Protection from α-Synuclein induced dopaminergic neurodegeneration by overexpression of the mitochondrial import receptor TOM20

Dopaminergic neurons of the substantia nigra are selectively vulnerable to mitochondrial dysfunction, which is hypothesized to be an early and fundamental pathogenic mechanism in Parkinson's disease (PD). Mitochondrial function depends on the successful import of nuclear-encoded proteins, many of which are transported through the TOM20-TOM22 outer mitochondrial membrane import receptor machinery. Recent data suggests that post-translational modifications of alpha-synuclein promote its interaction with TOM20 at the outer mitochondrial membrane and thereby inhibit normal protein import, leading to dysfunction, and death of dopaminergic neurons. As such, preservation of mitochondrial import in the face of alpha-synuclein accumulation might be a strategy to prevent dopaminergic neurodegeneration, however, this is difficult to assess using current in vivo models of PD. To this end, we established an exogenous co-expression system, utilizing AAV2 vectors to overexpress human alpha-synuclein and TOM20, individually or together, in the adult Lewis rat substantia nigra to assess whether TOM20 overexpression attenuates alpha-synuclein-induced dopaminergic neurodegeneration.

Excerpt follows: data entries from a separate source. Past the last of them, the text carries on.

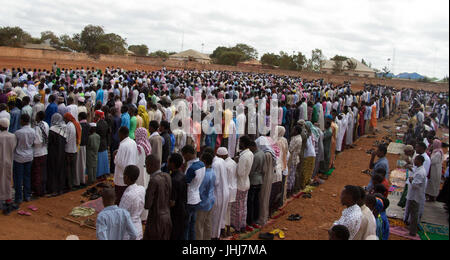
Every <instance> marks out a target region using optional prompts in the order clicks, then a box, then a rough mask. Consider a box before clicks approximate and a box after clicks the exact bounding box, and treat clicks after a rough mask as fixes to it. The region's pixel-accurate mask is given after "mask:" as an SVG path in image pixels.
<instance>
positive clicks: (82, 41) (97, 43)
mask: <svg viewBox="0 0 450 260" xmlns="http://www.w3.org/2000/svg"><path fill="white" fill-rule="evenodd" d="M104 35H105V31H104V30H103V28H102V27H101V26H94V25H91V24H90V25H88V26H86V27H84V29H83V31H82V32H81V34H80V43H81V47H82V48H83V51H86V52H87V53H89V54H97V53H98V47H99V44H100V43H102V40H103V39H104V38H103V36H104Z"/></svg>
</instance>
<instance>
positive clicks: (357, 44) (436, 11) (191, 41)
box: [0, 0, 449, 78]
mask: <svg viewBox="0 0 450 260" xmlns="http://www.w3.org/2000/svg"><path fill="white" fill-rule="evenodd" d="M0 2H1V3H2V4H1V6H2V15H1V16H0V26H20V27H22V28H23V29H24V30H26V31H28V32H29V33H31V34H32V35H33V36H35V37H37V36H39V35H40V32H42V31H46V30H51V31H53V32H55V33H56V34H57V35H62V34H65V33H67V34H70V35H72V34H74V33H78V32H80V31H81V30H82V28H83V27H84V26H86V25H88V24H94V25H102V26H103V27H104V29H105V31H106V32H107V33H110V32H114V33H117V34H119V35H121V36H122V37H124V38H126V39H127V42H128V44H129V45H132V44H146V45H147V46H149V48H150V50H151V51H156V50H167V51H176V52H179V51H180V50H181V47H182V40H183V34H184V46H183V49H184V50H186V49H196V50H198V51H202V49H203V51H204V52H205V53H212V51H213V50H214V49H215V48H216V47H217V46H234V45H235V44H237V43H246V44H249V45H251V46H253V47H255V48H256V49H257V50H258V52H259V55H260V56H261V55H262V54H264V53H266V52H274V53H279V52H280V51H285V52H288V53H290V54H291V53H292V52H294V51H295V52H297V51H301V52H302V53H304V54H306V55H307V57H310V55H311V50H313V49H315V48H319V49H322V50H323V52H324V54H325V56H326V57H328V58H330V57H333V56H334V55H336V54H339V55H344V56H348V57H354V58H356V59H358V60H361V59H365V60H366V61H369V62H371V63H372V64H373V67H375V68H379V69H381V68H383V67H384V66H388V67H389V68H391V69H393V72H394V73H396V74H398V73H401V72H418V73H420V74H423V75H427V76H430V77H439V78H442V77H444V76H446V75H448V74H449V72H448V71H449V1H448V0H428V1H425V0H395V1H394V0H334V1H331V0H326V1H325V0H276V1H275V0H226V1H225V0H222V1H217V0H195V1H194V0H166V1H153V0H121V1H116V0H109V1H107V0H89V1H86V0H78V1H72V0H52V1H49V0H33V1H29V0H12V1H11V0H0ZM202 44H204V47H202ZM394 50H395V51H394ZM394 53H395V62H392V61H391V62H388V59H389V58H390V59H392V60H394Z"/></svg>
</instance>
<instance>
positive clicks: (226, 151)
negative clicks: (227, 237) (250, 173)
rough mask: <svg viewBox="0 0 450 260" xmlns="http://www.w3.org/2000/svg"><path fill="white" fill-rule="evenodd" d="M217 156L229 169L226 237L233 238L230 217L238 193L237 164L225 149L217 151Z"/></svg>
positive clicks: (226, 213) (227, 174) (220, 147)
mask: <svg viewBox="0 0 450 260" xmlns="http://www.w3.org/2000/svg"><path fill="white" fill-rule="evenodd" d="M217 156H218V157H221V158H222V159H224V160H225V168H226V169H227V177H228V187H229V193H230V197H229V200H228V208H227V213H226V215H225V226H226V227H227V230H226V232H227V233H226V235H227V236H231V229H230V226H231V223H230V215H231V203H233V202H235V201H236V192H237V176H236V174H237V171H236V169H237V163H236V162H235V161H234V160H233V159H232V158H231V157H230V156H229V154H228V150H227V148H225V147H220V148H219V149H218V150H217Z"/></svg>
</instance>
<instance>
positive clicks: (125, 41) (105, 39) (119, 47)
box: [99, 33, 127, 55]
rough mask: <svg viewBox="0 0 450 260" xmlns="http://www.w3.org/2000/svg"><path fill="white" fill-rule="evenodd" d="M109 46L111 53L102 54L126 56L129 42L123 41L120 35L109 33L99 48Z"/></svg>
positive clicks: (122, 39)
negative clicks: (104, 46)
mask: <svg viewBox="0 0 450 260" xmlns="http://www.w3.org/2000/svg"><path fill="white" fill-rule="evenodd" d="M102 44H104V45H107V46H108V47H109V50H110V51H109V53H102V52H100V53H102V54H117V55H124V54H125V53H126V51H127V48H126V46H127V42H126V40H125V39H123V38H122V37H121V36H120V35H117V34H115V33H108V34H105V35H103V36H102V37H101V39H100V42H99V46H100V45H102Z"/></svg>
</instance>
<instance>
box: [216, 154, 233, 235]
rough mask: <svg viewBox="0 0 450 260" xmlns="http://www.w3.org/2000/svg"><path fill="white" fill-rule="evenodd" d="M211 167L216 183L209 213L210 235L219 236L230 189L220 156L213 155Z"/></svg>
mask: <svg viewBox="0 0 450 260" xmlns="http://www.w3.org/2000/svg"><path fill="white" fill-rule="evenodd" d="M212 168H213V169H214V173H215V174H216V183H215V187H214V195H215V197H216V201H215V203H214V206H213V208H212V213H211V215H212V219H211V226H212V228H211V237H212V238H219V236H220V230H221V229H224V228H225V216H226V213H227V208H228V202H229V200H230V190H229V185H228V173H227V169H226V166H225V161H224V160H223V159H222V158H219V157H215V158H214V161H213V164H212Z"/></svg>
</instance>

Twelve weeks after viral injection, we observed that AAV2-TOM20 expression was sufficient to prevent loss of nigral dopaminergic neurons caused by AAV2-alpha Syn overexpression. The observed TOM20-mediated dopaminergic neuron preservation appeared to be due, in part, to the rescued expression (and presumed import) of nuclear-encoded mitochondrial electron transport chain proteins that were inhibited by alpha-synuclein overexpression. In addition, TOM20 overexpression rescued the expression of the chaperone protein GRP75/mtHSP70/mortalin, a stress-response protein involved in alpha-synuclein-induced injury. Collectively, these data indicate that TOM20 expression prevents alpha-synuclein-induced mitochondrial dysfunction, which is sufficient to rescue dopaminergic neurons in the adult rat brain.